The Economic Benefits of a Green Chemical Industry argues that the U.S. chemical industry has relied on cost cutting to remain profitable, which has eliminated American jobs, while under-investing in innovation. The industry spends just 1.5 percent of sales on research and development, compared to 3.4 percent for the manufacturing sector as a whole. By taking clear steps toward sustainable production, spurred by chemical policy reform like the Safe Chemicals Act of 2011, the U.S. chemical industry will become more competitive by: lowering costs for the industry and downstream users, ensuring access to important global markets, reducing waste by using inputs more efficiently, curtailing future cost pressures from non-renewable fossil-fuel inputs, meeting demands from consumers for safer products, protecting shareholder value, and encouraging research and development of innovative products.
"This study shows that an effective regulatory environment will support the chemical industry's ability to take advantage of new markets in sustainable chemistry," said James Heintz, Associate Director of the Political Economy Research Institute. "Either we can continue with weak and ineffective regulation - continuing to produce potentially hazardous chemicals while manufacturing jobs disappear - or we can move toward disclosure, regulation, and sustainability; encourage innovation; create stability for businesses and investors; and build new markets for safe and sustainable chemicals."
The report makes three recommendations to build a stronger chemicals industry.
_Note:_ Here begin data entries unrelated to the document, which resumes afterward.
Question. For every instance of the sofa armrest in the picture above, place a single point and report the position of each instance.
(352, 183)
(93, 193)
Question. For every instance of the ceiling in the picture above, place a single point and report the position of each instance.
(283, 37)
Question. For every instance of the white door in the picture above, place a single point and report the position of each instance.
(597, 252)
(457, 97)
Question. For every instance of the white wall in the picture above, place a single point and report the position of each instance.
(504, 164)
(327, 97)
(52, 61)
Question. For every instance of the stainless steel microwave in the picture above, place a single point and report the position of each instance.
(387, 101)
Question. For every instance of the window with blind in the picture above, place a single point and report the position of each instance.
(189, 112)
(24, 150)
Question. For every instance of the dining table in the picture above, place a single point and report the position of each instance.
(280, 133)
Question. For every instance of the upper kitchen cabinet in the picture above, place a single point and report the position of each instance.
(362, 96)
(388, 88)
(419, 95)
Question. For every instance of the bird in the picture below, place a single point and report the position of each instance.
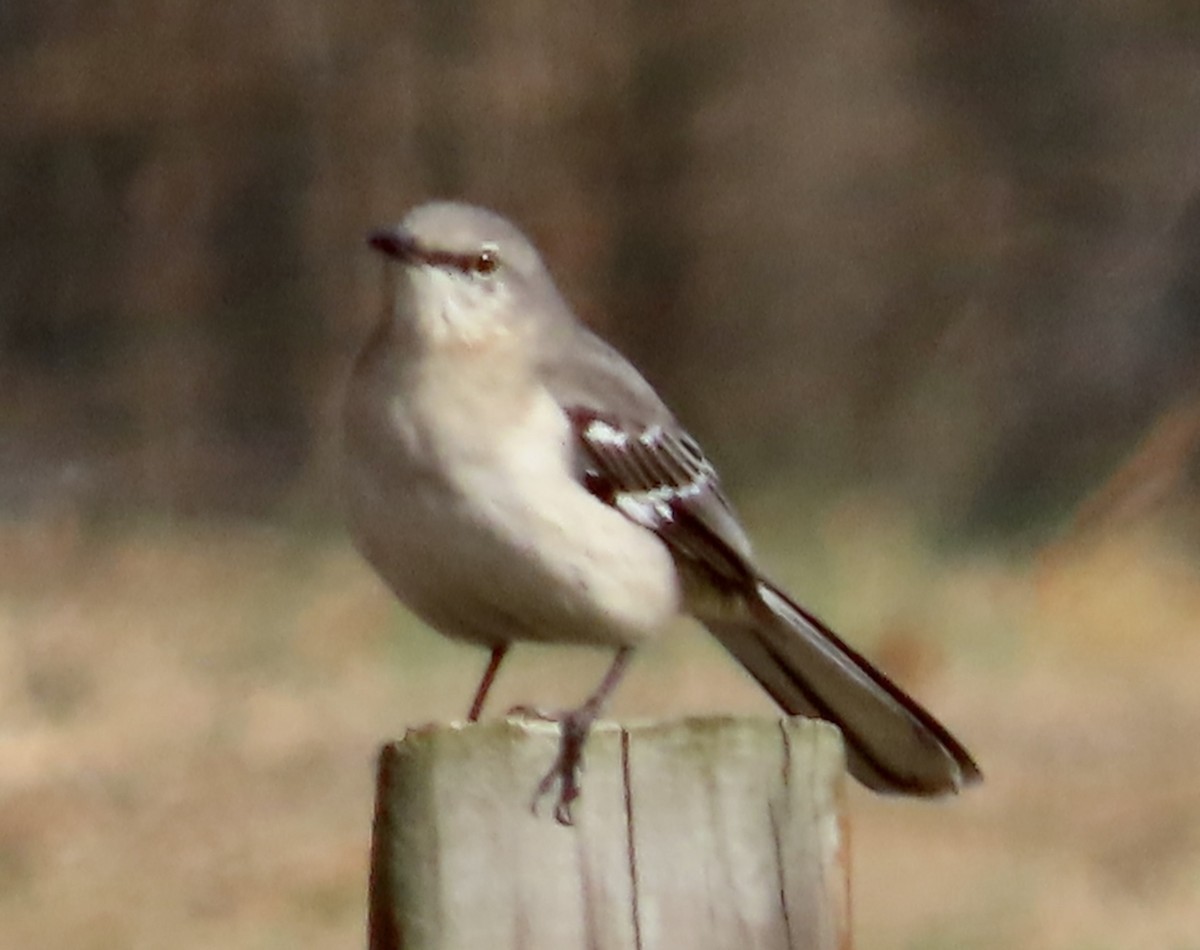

First, it recommends reforming TSCA to create an effective new regulatory environment that reduces hazards and supports innovation and competitiveness. The second recommendation is to implement complementary policies to promote innovation, commercialization, and the development of human resources to create a greener and safer chemical industry. Finally, it recommends disseminating environmental and health-related information on the chemical industry as widely as possible to improve the choices available to consumers, workers, downstream users, and investors and to mobilize investment in emerging opportunities.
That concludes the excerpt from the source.